The D.C. Circuit is second only to the Supreme Court in importance. It hears cases involving key national security issues and federal regulations like environmental and labor rules. During the Bush administration, all 11 seats on the court were happily filled by Republicans. But now that three vacancies have opened up, they are refusing to allow votes on President Obama’s nominees.

It’s no secret why — conservatives currently have a stranglehold on this important court and Republicans want to keep it that way. Of the eight current judges, four were appointed by Republicans and four were appointed by Democrats; however, five of six semi-retired senior judges who still hear cases were appointed by Republicans.

Senate Majority Leader Harry Reid (D-NV) indicated that Obama’s nominees will be voted on again and not-so-subtly threatened to change the filibuster rules if Republicans continue their blockade.

Why Courts Matter

The last 24 hours have provided important reminders about why the courts — and federal appeals courts in particular — matter.

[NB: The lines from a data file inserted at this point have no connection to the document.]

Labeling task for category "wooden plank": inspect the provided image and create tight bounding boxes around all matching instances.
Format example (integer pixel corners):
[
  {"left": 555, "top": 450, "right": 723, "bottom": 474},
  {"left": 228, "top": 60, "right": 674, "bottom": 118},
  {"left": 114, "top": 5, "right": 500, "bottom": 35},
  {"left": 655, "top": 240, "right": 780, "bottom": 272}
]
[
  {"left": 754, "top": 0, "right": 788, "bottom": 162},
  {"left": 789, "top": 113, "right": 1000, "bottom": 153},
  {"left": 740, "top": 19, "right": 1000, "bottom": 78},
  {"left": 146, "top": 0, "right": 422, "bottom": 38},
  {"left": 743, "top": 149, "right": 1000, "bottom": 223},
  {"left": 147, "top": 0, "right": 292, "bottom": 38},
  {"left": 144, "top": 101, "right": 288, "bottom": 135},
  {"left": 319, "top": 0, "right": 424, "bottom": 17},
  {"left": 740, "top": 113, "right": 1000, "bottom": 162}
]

In Texas, a three-judge panel of conservative Bush-appointed judges overruled an earlier ruling and reinstated Texas’ draconian new restrictions on abortion. The restrictions forced about one-third of Texas abortion clinics to close. Today.

And then this morning, D.C. Circuit Judge Janice Rogers Brown, one of Bush’s most radical appointees, issued a ruling against the Obamacare mandate that requires insurers to offer no-cost birth control.

Both of these vital cases will likely head to the Supreme Court, which also continues to be controlled by Republican-appointed justices, where they will face an uncertain fate.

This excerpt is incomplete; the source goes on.